Four doctors confirmed they had stopped work, but did not want to be identified.
“I want the soldiers to go back to their dorms and that’s why we doctors are not going to hospitals,” one 29-year-old doctor in Yangon told Reuters. “I don’t have a time frame for how long I will keep on this strike. It depends on the situation.”
Student and youth groups have also joined the civil disobedience campaign.
Reuters was unable to reach the government for comment on the doctors’ action.
The army seized power on Monday, cutting short an unsteady transition to democracy on the grounds of fraud in last November’s general election, which Suu Kyi’s National League for Democracy (NLD) won in a landslide.
The coup drew condemnation from the United States and other Western countries as the ruling generals detained Suu Kyi and dozens of other officials.

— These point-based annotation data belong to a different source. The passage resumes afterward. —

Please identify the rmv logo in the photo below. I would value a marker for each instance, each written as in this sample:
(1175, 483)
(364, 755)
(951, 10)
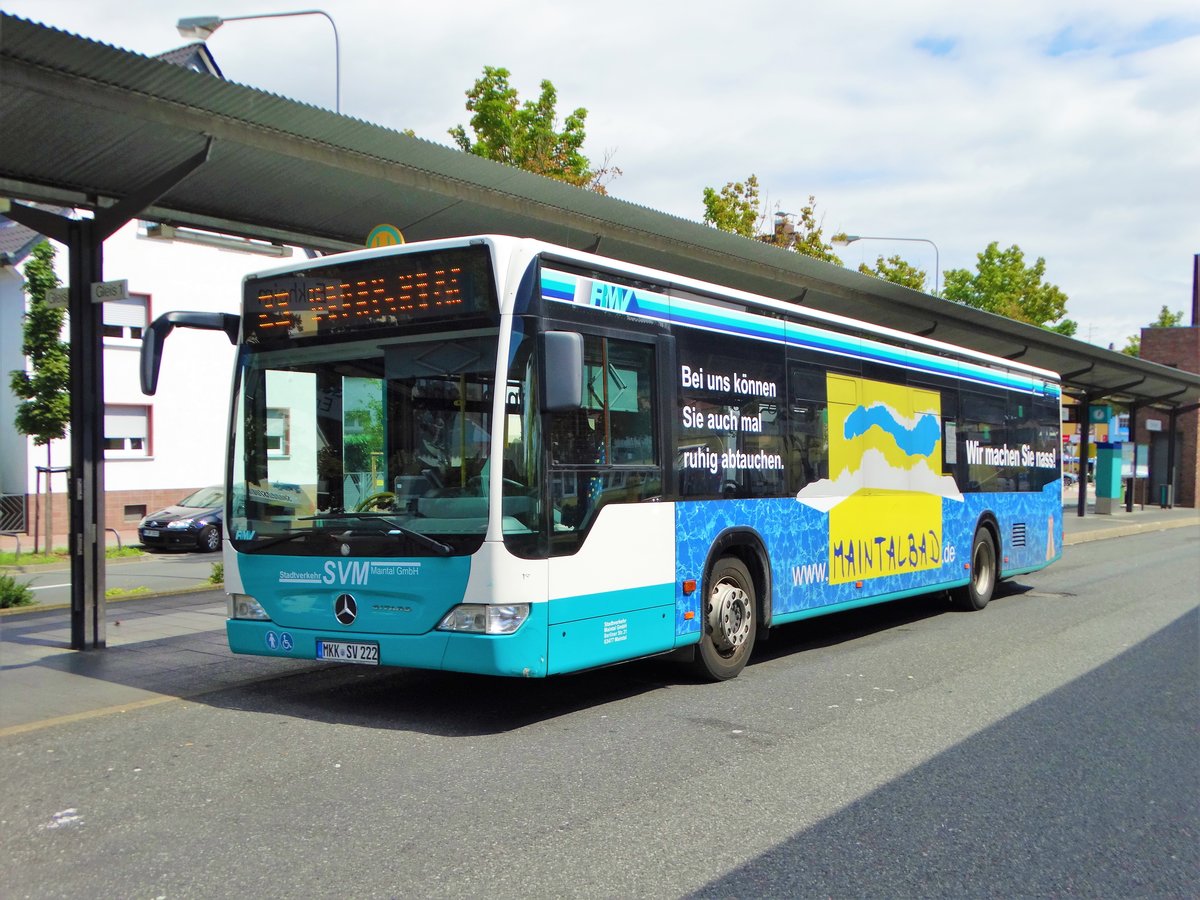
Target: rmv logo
(612, 297)
(346, 571)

Days before coup, IMF sent Myanmar $350 million in emergency aid it cannot get back
Consolditating its hold, the junta unveiled a new governing council including eight generals and headed by army chief General Min Aung Hlaing. It resembled the ruling apparatus under previous juntas that had ruled Myanmar for nearly half a century until 2011.
Nobel Peace laureate Suu Kyi, 75, remains in detention despite international calls for her immediate release. An NLD official said he had learned she was under house arrest in the capital Naypyidaw and was in good health.
In the biggest public protest against the coup so far, people in the commercial hub of Yangon chanted “evil be gone” and banged on metal pots late on Tuesday in a traditional gesture to drive away evil or bad karma.